Everyone knows retail investors dived back into the market as stocks rebounded. Now, evidence is starting to build that their buying has become a key driver of the beaten-down shares that are dominating the rally.
Companies that have been soaring are in many cases the same firms that have seen skyrocketing interest at brokerages popular with individual investors. Turnover is surging: average daily volume for these stocks has occasionally been 30 times what it was in 2019.
Maybe small-time investors are just having a great run of stock-picking, but market watchers are being forced to ask to what degree retail interest has become a self-fulfilling prophesy in many parts of the market. Rallies in companies they’re drawn to are a big part of the broadening gains that on Monday erased the S&P 500’s loss for 2020.
“Some of these names where it’s just pure momentum, they have an outsize impact on the trade,” said John Ham, associate adviser at New England Investment and Retirement Group. “You see much more of an impact on airlines and cruise ships and low-dollar amount names.”
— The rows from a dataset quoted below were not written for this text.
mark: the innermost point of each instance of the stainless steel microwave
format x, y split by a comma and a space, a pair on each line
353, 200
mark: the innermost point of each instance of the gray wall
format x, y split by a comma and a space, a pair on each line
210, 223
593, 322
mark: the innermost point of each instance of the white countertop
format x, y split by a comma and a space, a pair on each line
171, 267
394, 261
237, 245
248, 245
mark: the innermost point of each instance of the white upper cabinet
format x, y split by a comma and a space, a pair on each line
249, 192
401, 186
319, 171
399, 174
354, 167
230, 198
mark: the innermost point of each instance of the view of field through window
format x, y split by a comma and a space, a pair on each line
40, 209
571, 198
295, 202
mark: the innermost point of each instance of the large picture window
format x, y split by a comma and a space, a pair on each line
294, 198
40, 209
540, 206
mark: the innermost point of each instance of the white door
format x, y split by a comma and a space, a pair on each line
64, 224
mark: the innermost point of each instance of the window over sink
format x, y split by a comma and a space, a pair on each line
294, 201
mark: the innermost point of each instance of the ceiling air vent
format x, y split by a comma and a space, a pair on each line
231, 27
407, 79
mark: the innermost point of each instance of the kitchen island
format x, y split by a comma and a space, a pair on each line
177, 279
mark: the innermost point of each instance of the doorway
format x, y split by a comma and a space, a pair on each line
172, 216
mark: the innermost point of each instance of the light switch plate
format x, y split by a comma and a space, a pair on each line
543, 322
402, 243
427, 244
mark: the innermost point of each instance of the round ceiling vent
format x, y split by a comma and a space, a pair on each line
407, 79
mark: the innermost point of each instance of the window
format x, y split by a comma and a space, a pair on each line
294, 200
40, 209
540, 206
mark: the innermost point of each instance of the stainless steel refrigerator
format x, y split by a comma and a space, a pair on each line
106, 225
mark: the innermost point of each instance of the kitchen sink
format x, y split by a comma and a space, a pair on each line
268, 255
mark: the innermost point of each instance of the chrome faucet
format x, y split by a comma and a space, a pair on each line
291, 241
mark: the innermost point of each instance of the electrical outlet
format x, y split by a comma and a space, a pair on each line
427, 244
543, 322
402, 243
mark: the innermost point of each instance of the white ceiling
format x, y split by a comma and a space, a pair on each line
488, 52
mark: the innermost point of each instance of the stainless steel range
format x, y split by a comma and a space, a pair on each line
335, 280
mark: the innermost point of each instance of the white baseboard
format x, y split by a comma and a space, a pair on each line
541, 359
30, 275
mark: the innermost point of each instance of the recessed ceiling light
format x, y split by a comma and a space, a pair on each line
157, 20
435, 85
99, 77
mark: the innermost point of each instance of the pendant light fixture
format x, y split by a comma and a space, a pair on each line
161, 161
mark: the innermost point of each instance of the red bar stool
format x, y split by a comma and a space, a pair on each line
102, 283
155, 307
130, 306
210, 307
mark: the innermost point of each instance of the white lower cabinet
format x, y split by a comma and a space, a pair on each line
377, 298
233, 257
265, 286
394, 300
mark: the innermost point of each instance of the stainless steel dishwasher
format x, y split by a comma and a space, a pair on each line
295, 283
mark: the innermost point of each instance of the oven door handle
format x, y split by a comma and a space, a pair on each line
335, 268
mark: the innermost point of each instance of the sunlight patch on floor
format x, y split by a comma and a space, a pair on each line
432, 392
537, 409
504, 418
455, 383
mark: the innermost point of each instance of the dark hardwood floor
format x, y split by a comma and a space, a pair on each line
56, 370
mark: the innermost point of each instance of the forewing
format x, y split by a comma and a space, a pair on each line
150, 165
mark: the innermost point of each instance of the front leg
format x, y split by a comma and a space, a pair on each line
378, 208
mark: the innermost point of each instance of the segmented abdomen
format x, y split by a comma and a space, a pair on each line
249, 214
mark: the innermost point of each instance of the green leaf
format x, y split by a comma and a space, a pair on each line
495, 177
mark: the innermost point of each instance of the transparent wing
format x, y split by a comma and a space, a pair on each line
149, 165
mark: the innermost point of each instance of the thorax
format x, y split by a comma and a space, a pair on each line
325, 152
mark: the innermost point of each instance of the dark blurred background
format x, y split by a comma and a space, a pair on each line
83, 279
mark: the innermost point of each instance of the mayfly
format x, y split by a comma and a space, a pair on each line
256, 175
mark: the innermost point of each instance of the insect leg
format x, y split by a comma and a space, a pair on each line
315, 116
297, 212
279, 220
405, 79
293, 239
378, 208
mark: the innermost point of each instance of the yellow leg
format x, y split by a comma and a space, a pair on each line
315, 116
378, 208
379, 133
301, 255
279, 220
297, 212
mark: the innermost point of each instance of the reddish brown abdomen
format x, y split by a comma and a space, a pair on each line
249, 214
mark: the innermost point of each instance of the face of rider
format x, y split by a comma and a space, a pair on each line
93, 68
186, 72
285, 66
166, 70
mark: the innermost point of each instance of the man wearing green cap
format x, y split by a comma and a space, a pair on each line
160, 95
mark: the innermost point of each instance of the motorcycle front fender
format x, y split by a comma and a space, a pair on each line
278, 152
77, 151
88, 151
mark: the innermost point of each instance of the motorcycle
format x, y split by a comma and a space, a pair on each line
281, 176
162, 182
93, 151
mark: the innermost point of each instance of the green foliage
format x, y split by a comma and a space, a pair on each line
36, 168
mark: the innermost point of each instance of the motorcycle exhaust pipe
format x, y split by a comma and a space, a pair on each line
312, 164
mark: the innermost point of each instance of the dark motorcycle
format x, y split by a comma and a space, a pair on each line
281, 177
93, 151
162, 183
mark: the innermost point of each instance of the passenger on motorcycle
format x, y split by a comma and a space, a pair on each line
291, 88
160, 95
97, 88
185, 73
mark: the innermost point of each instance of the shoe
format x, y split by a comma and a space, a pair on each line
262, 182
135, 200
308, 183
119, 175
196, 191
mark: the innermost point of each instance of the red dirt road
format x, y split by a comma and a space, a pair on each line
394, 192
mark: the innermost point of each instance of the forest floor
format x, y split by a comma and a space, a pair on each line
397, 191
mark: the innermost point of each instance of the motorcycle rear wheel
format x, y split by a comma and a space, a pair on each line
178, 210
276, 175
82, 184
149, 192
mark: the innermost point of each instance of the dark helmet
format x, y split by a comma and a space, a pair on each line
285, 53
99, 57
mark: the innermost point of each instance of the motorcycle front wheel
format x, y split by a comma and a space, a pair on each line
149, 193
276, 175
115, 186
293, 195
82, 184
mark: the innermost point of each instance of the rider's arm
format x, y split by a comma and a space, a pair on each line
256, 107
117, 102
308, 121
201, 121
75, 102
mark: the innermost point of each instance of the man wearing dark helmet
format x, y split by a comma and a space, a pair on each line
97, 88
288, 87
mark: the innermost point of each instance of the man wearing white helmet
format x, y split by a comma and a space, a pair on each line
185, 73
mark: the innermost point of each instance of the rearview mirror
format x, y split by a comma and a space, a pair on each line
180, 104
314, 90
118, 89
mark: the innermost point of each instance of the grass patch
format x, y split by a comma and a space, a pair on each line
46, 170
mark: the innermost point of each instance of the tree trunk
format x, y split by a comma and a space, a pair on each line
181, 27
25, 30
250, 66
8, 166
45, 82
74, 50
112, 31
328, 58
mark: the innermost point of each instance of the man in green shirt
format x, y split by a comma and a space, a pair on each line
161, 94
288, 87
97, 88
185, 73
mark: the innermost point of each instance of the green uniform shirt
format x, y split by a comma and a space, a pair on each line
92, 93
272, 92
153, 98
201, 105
Fascinated with industries that fell most in the coronavirus crash -- airlines, cruise operators, auto sellers -- and egged on by Twitter impresarios and in chat rooms, tiny day traders are betting big on the recovery. And their trading has been at the very least prescient. Lured by zero trading fees, a historic selloff and probably boredom while stuck at home, the group often viewed as “dumb money” opened record new trading accounts in the first quarter. While Wall Street icons denounced the rally, retail traders kept on buying -- a decision that’s paid off as the S&P 500 jumped more than 40%.
Their favorites list includes Norwegian Cruise Line Holdings Ltd., American Airlines Group Inc., United Airlines Holdings Inc., and Carnival Corp. The 10 Russell 3000 stocks that have seen their popularity rise the most over the last month on the Robinhood investing app, according to website Robintrack, are up an average of 93% since early May -- nine times the S&P 500’s return.
Conversely, six of the S&P 500’s 10 best performing stocks over the last month appear on a list of companies that have seen the biggest pickup in interest among users of Robinhood. On the surface of one particularly baffling phenomenon -- firms whose shares are surging despite having filed for bankruptcy -- the fingerprints of retail investors are everywhere.
Turnover in day-trader stocks has spiked, with average daily volume across the 10 companies roughly 20 times higher than what it was in 2019, data compiled by Bloomberg show.
American Airlines, for example, has seen an average 101 million shares change hands each day over the last month -- 23 times what was normal last year. The airline has 423 million shares outstanding, of which 417 million float -- meaning those that are available to the public. Loosely put, that means every American Airlines share publicly available is traded every four days. (Since it’s likely that many of these shares are held for longer periods by institutions, a smaller -- but still sizable -- pool of the company’s stock is trading even more frequently.)
Norwegian Cruise Lines, up more than 100% in the last month, has seen its average daily volume balloon to 73 million -- 37 times the 2019 norm. With 254 million shares in the firm’s equity float, hypothetically every share could be traded in less than four days.